My next attempt at this was via routing. I removed the “-m” option from the ipvsadm command and added the service IP address to the back-end with the command “ifconfig lo:0 10.0.0.5 netmask 255.255.255.255” and configured the mail server to bind to port 25 on address 10.0.0.5. Success at last!
Now I just have to get Piranha working to remove back-end servers from the list when they fail.

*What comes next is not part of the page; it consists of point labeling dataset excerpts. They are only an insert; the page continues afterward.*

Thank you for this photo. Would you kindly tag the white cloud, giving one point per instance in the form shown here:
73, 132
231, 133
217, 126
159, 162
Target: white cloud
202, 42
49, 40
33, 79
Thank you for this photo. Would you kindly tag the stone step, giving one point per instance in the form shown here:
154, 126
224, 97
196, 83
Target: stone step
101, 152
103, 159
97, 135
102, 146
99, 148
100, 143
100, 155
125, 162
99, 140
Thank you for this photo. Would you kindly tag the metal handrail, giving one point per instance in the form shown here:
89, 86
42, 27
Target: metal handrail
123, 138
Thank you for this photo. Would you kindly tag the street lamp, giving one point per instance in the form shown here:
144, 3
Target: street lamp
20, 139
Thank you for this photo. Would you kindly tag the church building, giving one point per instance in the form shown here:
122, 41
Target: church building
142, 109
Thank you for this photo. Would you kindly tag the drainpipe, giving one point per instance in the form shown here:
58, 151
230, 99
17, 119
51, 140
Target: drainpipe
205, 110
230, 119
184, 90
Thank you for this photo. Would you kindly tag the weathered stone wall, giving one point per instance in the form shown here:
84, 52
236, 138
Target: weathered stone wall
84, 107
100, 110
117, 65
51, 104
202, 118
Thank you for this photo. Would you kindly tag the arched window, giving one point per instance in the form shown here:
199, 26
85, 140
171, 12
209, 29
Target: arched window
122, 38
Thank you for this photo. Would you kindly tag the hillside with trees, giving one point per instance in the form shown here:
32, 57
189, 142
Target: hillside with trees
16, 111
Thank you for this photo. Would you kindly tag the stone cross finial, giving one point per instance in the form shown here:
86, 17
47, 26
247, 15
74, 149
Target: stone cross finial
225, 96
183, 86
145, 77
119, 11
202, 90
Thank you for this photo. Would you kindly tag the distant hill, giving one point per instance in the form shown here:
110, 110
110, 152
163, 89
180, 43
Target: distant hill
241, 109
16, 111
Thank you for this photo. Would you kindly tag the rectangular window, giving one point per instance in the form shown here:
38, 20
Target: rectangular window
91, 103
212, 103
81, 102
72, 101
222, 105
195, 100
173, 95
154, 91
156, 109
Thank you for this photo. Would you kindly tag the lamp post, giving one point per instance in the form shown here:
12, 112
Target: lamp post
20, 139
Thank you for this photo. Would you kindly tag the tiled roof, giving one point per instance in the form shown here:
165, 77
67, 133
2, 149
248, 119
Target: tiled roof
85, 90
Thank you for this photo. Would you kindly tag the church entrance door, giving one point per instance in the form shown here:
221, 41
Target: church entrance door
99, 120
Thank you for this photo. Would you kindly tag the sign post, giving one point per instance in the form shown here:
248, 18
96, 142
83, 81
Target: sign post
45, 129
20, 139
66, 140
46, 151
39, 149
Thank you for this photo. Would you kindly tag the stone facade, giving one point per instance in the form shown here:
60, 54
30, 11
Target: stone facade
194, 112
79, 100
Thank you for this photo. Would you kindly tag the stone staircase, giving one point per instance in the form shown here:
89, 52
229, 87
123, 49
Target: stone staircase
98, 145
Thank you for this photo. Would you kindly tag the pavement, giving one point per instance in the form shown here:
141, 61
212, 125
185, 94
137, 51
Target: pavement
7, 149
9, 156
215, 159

Update: It’s quite important that when adding a single IP address to device lo:0 you use a netmask of 255.255.255.255. If you use the same netmask as the front-end device (which would seem like a reasonable thing to do) then (with RHEL4 kernels at least) you get proxy ARPs by default. For example you used netmask 255.255.255.0 to add address 10.0.0.5 to device lo:0 then on device eth0 the machine will start answering ARP requests for 10.0.0.6 etc. Havoc then ensues.